Çeşme Profilo Servisi

mına koyim ya deli gibi trafik var, istanbul'dan gelmiş biri olarak diyorum hem de. otogardan üçkuyular'a gelene kadar kafayı yedim, bir de metro çalışması zaten yıllardır, sırf o yüzden hatay'ın ara sokaklarını da görmüş oldum. 9 saatte istanbul'dan izmir'e geldim o kadar koymadı, ama izmir otogardan urla'ya gidene kadar kafayı yedim, bir de urla'nın girişi yani merkezine de gitmedim. üstüne bir de hemen kına gecesi, lan bildiğin sırt çantasıyla piste girdim. "ben geldiiim" diye koca sırt çantamla bütün sülalemi öpmek, sonra topuklu ayakkabılarla göbek atmak, hayat çok zor :/ neyse trafiğe geri döneyim, nedir bu ya hatay gibi yerde tek şeritli yol nedir ya? saat 8'de neyin trafiği? seni artık sevmiyorum izmir! bir de buranın insanları hep ne kadar kibar diye düşünürdüm, hani böyle otobüste, dolmuşta, yolda falan insanlar hep kibardır- gerçi otobüste telefonla konuşursanız canavara dönüşüyorlar. neyse sonra düşündüm de samimi kibarlık ve faşizm bir arada nasıl olabilir diye düşündüm; pek mümkün değil. sonuç olarak tanıdığım izmirlileri düşünüyorum da sanırım samimiyetsiz, ezbere kibarlar. çok pis genelledim, evet; ama var böyle bir şey: izmir faşizmi.
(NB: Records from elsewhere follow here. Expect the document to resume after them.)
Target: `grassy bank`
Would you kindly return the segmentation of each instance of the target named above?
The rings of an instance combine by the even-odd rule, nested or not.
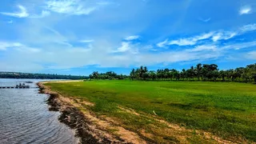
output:
[[[210,142],[214,139],[200,135],[200,131],[233,142],[256,142],[255,85],[138,81],[46,85],[64,96],[94,103],[87,108],[97,115],[115,118],[126,129],[154,142],[181,142],[186,138],[184,141],[190,142],[204,139]],[[159,119],[190,130],[176,134],[172,130],[171,134],[166,123],[159,122]]]

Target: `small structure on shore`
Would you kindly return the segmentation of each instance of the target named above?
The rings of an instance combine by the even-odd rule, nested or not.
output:
[[[17,82],[16,85],[14,85],[14,83],[13,82],[11,83],[3,82],[3,83],[0,83],[0,89],[30,89],[31,88],[31,86],[26,83],[28,83],[28,82]]]

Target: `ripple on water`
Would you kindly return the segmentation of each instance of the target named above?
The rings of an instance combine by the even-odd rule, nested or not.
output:
[[[0,90],[0,143],[77,143],[74,132],[58,122],[58,112],[48,110],[47,96],[38,90]]]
Çeşme Profilo Servisi son yıllarda değil, 1922'den beri göç almaktadır. bu şehrin esas sahiplerinin evi yağmalanıp yakılırken, üstüne anadolu'lular yerleştirildi. şehrin sonu zaten 1922 yılında yazıldı. o yüzden uzatmanın lüzumu yok. bu şehre fazlalık olanlar sadece o söylediğiniz "doğudan göçenler" değil. kendini izmir'li sananlar da bu göçe dahiller. şehrin esas sahipleri başka ülkelerde yaşıyor artık, bir kısmıysa hala şehirde ikamet etmekte şükür ki.